• Klaus Ilmonen

The Politics of SHRD II

The new amendment directive on shareholder rights (Directive (EU) 2017/828) was finally published in May 2017 with contents much in line with expectations. The initial proposals made in the aftermath of the financial crisis were sufficiently modified to allow for established practices to continue in most EU jurisdictions. Moreover, control rights of shareholders were not materially affected; SHRD II has largely resulted in status quo with some allowances for governance concerns of the day.

The directive has a few relevant themes: (i) facilitating shareholders engagement; (ii) introducing a stewardship concept for institutional shareholders, (iii) say on pay and (iv) scrutiny of related party transactions.

Shareholder engagement; the directive emphasizes the need for effective shareholder engagement as a cornerstone of corporate governance of listed companies. In this regard, the directive includes provisions requiring intermediaries to facilitate shareholder participation in shareholder meetings. The requirements of the directive are not very onerous but not necessarily very far-going either. Different registration procedures and holding models can still create barriers for practical purposes especially for smaller shareholders to actually participate in shareholder voting.

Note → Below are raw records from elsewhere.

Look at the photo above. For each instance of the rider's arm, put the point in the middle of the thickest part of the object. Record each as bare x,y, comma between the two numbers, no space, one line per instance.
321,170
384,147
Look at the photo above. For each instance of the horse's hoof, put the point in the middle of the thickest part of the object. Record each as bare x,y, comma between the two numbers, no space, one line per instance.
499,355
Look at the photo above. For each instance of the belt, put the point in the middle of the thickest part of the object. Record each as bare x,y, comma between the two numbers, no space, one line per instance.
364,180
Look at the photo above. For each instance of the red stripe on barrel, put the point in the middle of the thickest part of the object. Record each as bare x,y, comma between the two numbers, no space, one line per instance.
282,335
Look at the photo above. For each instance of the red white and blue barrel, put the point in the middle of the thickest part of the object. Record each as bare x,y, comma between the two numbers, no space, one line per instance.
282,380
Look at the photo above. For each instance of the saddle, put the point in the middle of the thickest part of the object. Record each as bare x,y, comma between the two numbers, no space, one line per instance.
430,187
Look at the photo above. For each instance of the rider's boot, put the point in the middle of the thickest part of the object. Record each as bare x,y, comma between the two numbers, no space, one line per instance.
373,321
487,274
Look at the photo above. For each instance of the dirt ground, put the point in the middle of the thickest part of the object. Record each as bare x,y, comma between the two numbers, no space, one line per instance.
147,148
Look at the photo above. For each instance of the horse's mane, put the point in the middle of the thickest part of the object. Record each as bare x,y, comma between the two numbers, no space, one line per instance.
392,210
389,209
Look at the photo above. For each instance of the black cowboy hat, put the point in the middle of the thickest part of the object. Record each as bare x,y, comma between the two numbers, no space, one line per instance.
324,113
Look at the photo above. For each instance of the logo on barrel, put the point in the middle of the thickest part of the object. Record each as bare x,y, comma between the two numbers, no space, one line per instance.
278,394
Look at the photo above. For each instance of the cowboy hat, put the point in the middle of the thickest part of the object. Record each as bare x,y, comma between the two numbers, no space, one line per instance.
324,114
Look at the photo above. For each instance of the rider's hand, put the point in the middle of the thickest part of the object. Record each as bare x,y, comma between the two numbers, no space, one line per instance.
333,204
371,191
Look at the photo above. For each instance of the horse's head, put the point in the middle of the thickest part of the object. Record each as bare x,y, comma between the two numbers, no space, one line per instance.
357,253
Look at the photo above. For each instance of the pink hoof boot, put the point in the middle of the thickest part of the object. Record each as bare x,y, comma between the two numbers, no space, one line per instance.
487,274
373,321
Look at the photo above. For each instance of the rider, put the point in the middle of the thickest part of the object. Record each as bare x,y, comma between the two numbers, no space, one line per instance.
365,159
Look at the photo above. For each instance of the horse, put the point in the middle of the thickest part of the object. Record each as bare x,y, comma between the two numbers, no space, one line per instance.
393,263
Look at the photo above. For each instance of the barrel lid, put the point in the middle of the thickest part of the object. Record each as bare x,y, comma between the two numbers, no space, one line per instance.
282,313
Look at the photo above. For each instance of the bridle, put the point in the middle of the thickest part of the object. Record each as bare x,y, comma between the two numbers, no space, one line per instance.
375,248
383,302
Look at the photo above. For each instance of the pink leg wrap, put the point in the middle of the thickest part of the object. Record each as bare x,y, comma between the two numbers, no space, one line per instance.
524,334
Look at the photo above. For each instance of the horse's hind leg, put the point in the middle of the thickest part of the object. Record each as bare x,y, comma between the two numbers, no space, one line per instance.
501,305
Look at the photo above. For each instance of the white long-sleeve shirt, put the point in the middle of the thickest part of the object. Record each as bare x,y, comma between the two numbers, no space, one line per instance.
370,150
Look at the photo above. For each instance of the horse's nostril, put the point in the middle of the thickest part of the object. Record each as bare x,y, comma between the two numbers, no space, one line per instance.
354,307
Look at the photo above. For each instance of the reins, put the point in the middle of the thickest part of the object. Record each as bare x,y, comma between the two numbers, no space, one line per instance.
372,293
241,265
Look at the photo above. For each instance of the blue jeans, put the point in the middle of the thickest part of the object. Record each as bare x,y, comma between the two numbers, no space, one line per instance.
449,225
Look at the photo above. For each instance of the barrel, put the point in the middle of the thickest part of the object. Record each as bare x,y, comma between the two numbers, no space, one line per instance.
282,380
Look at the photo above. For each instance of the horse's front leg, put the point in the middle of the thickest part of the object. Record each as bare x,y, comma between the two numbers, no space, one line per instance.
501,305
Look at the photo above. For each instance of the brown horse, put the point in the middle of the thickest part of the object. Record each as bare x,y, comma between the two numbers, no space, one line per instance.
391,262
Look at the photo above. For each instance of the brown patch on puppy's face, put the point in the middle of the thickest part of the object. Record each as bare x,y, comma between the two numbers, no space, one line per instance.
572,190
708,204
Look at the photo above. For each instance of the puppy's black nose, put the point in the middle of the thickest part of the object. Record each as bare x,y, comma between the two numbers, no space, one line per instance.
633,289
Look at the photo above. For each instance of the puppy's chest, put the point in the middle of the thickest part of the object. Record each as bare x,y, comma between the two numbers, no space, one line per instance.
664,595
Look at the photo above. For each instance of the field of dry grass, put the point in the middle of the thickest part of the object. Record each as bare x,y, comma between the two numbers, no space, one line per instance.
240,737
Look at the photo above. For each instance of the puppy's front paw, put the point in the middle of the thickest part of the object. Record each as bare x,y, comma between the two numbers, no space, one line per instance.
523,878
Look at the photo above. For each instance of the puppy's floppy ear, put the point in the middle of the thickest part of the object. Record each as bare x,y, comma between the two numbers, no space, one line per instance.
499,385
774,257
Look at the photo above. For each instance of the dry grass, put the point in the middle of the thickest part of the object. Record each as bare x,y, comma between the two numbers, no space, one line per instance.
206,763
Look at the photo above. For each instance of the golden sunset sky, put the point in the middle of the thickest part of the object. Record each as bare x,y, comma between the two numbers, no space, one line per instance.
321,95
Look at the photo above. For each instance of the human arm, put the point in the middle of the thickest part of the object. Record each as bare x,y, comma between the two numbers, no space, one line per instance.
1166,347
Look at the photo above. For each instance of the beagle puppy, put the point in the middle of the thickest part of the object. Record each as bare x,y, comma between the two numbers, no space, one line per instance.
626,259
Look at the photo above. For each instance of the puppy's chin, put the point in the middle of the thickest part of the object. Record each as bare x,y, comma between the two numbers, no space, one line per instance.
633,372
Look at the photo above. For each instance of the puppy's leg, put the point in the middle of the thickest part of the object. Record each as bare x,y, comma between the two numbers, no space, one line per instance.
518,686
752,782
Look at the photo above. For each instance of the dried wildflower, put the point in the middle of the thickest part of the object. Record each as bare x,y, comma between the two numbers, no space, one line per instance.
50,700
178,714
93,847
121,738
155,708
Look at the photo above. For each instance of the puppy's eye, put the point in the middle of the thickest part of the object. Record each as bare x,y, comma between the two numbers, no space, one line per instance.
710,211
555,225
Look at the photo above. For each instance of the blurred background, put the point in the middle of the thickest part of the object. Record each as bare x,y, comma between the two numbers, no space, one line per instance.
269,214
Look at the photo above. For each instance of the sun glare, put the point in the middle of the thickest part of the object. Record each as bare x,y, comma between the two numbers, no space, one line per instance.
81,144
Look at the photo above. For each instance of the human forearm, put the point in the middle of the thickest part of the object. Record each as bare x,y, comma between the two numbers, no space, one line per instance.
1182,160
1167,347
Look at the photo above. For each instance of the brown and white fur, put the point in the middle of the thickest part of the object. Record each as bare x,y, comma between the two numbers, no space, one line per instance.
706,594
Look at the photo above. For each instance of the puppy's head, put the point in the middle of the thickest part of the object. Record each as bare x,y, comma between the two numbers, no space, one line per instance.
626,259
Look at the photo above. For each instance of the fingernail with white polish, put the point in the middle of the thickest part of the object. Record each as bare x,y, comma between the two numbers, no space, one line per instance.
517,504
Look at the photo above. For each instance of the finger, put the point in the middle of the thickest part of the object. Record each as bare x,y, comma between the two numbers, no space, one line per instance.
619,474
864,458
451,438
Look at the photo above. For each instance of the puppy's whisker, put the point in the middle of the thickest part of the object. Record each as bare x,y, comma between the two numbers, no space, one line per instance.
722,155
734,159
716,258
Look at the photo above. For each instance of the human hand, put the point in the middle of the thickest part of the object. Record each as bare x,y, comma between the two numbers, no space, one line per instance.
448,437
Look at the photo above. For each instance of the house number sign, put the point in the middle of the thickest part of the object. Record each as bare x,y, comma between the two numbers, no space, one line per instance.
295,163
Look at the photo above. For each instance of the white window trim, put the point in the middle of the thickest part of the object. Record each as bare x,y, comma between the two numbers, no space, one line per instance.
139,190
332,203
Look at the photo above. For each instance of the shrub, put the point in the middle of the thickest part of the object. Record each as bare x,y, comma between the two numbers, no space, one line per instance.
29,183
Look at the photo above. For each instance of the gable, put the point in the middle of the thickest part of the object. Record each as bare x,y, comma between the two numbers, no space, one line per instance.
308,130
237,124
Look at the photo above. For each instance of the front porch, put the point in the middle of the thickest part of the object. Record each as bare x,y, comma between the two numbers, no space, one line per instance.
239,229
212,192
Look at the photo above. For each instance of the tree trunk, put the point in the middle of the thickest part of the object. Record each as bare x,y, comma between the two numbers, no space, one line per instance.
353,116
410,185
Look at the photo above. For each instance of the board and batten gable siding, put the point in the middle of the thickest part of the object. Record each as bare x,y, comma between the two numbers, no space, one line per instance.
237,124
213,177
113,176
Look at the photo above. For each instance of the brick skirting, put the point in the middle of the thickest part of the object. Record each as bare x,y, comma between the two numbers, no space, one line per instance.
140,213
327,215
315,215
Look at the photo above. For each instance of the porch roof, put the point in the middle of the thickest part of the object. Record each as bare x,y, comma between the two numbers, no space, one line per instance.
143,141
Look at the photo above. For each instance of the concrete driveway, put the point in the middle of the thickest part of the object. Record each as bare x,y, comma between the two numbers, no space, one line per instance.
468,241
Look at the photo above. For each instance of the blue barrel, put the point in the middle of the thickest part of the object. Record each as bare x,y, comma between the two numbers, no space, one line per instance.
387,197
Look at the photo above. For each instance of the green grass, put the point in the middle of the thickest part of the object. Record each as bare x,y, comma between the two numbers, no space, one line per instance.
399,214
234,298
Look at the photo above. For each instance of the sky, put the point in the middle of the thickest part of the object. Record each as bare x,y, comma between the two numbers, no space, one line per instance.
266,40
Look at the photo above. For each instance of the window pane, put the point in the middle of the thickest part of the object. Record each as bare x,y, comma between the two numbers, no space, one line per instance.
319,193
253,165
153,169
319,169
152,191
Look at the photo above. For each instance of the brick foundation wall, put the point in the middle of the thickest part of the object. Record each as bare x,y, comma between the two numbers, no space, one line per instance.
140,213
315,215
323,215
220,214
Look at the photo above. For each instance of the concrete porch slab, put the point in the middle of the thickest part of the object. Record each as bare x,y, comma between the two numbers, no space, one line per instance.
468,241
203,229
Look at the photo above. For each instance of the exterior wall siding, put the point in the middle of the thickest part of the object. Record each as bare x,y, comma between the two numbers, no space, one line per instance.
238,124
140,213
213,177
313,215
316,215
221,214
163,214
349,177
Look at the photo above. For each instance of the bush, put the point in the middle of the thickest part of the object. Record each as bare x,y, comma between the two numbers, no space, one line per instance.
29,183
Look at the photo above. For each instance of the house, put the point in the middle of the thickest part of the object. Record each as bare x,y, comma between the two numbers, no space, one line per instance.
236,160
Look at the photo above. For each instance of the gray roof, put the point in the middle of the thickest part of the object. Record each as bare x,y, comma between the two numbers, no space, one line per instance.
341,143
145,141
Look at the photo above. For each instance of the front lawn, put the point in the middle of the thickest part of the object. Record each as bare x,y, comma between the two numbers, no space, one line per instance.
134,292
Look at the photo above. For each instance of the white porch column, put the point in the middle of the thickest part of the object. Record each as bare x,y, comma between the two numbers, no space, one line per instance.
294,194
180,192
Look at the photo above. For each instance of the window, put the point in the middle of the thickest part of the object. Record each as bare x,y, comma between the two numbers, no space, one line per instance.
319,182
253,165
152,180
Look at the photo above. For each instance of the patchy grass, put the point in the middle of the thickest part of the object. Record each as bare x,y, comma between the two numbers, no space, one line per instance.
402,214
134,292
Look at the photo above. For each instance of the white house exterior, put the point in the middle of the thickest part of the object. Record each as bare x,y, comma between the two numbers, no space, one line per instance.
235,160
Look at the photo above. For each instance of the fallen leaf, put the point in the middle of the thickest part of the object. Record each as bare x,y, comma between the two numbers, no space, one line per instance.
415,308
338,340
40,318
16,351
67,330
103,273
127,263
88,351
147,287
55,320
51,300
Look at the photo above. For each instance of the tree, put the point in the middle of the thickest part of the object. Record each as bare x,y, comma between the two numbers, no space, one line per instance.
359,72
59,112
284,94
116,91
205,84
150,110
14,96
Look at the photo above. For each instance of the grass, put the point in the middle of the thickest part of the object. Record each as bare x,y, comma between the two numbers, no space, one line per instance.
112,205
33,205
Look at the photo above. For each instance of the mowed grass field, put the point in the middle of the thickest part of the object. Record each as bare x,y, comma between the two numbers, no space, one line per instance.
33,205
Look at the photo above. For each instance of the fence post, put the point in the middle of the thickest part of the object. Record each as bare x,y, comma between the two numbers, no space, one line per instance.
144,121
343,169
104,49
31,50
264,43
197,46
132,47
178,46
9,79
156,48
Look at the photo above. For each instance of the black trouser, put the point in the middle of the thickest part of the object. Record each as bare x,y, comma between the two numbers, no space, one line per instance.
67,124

Stewardship; the directive also sets certain requirements on shareholders. Institutional shareholders are required (on a comply or explain –basis) to publish an engagement policy setting out “how they integrate shareholder engagement in their investment strategy”, including “how they monitor investee companies on … strategy, financial and non-financial performance and risk, capital structure, social and environmental impact and corporate governance”, and how they interact with the target company and use their shareholder rights. The engagement policy shall also address how they manage conflicts of interests. Similar stewardship codes have been in use in the UK. The requirements are based on the understanding that institutional investors and asset managers may have different, and more short-term, incentives regarding their holdings than other shareholders. This may well be true, but there is little evidence that is necessarily problematic. Nevertheless, to the extent that the compliance costs are not overly costly, the disclosure requirements may provide some additional information to other shareholders on the level of monitoring by institutional shareholders and asset managers.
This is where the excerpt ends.